Anos mais tarde, talvez 1977, numa
visita a uma grande fábrica de fiação no nosso país, percebi que aquele algodão,
produzido naquelas condições desumanas e adqui rido
a preços fora da concorrência, tinha ajudado a viabilizar uma empresa que se
mantivera a trabalhar com equi pamento
dezenas de anos ultrapassado e que agora se mostrava incapaz de competir numa
situação de concorrência normal.
Em última análise, o sacrifício da vida
daqueles milhares de trabalhadores tinha sido inútil, de resultados
contraproducentes que poderiam ser extensivos a toda a exploração colonial.
Bem se poderia dizer que, mais uma vez,
o crime não compensa.
A
política irresponsável e criminosa de um ditador, uma Administração cúmplice,
cobarde e servil e uns milhares de colonos, voluntaristas, gente simples e de
trabalho mas desinformadas, manipuladas e incapazes de compreenderem que o
quadro para onde as suas vidas se tinham encaminhado estava transformado numa armadilha fatal.
E tudo isto foi possível de acontecer
por duas razões: uma, de raiz comezinha, evidente e que não foi percebida por
quase um país inteiro: Aquela não era
a nossa terra e aquela gente não era a nossa!
Viviam num Continente diferente, falavam
línguas diferentes, a sua organização política e social era diferente como o
eram, igualmente, a sua história e as suas crenças.
Nada tinham em comum connosco e não me
consta que tenham solicitado a nossa presença para os governar.
A segunda razão, é que toda a gente ignorou
os avisos, os sinais, as informações sobre o que iria acontecer, especialmente
as mais altas autoridades administrativas de Angola que nada fizeram perante os
ouvidos moucos do governo de Lisboa.
Talvez Salazar estivesse à espera do que
inevitavelmente iria acontecer para poder mostrar depois, na Assembleia-Geral
da Nações Unidas, as fotografias das pessoas trucidadas e assim justificar a
necessidade da presença dos portugueses em África.
A legitimidade da guerra não era
levantada pela generalidade dos soldados que me acompanharam, na sua maioria
pouco menos que analfabetos, mas os seus desabafos e queixumes à boca calada
diziam muito, em termos reprovadores, do que lhes ia na alma sobre aquela
guerra e que era muito diferente, pela certa, do que teriam dito se estivessem
a defender a sua terra e a sua gente.
Satisfaz-me a ideia de que tudo fiz para
os proteger mas, honestamente, tenho que admitir que o acaso nos foi muito
favorável e sem a sua ajuda não teria sido possível regressarmos todos.

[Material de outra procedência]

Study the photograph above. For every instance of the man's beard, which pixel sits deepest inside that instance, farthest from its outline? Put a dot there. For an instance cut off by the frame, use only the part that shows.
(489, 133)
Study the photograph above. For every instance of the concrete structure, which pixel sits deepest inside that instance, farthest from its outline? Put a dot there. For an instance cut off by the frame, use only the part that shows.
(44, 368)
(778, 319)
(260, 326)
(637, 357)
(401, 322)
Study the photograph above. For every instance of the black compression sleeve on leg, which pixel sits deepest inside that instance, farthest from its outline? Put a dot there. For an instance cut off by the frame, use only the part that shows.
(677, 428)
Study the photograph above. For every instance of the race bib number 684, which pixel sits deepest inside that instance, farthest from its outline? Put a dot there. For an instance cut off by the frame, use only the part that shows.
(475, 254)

Acima de tudo o país foi vítima de um
grande logro ao qual se juntaram, ao longo dos anos a seguir ao início da
guerra, um cortejo enorme de mentiras produzidas por generais e políticos que
os deviam ter feito corar de vergonha.
Mas não havia outra saída, as mentiras
alimentam-se umas às outras e o desfecho só poderia ter sido o que foi: o
regresso em massa de mais de 500.000 portugueses desorientados, confusos,
alguns deles, os mais velhos, incapazes de resistir ao infortúnio mas, na
generalidade dos casos, a integração foi possível e aconteceu de uma forma mais
fácil e rápida do que se poderia pensar numa demonstração de vitalidade que
talvez ajude a explicar muita coisa neste país de 8 séculos de existência.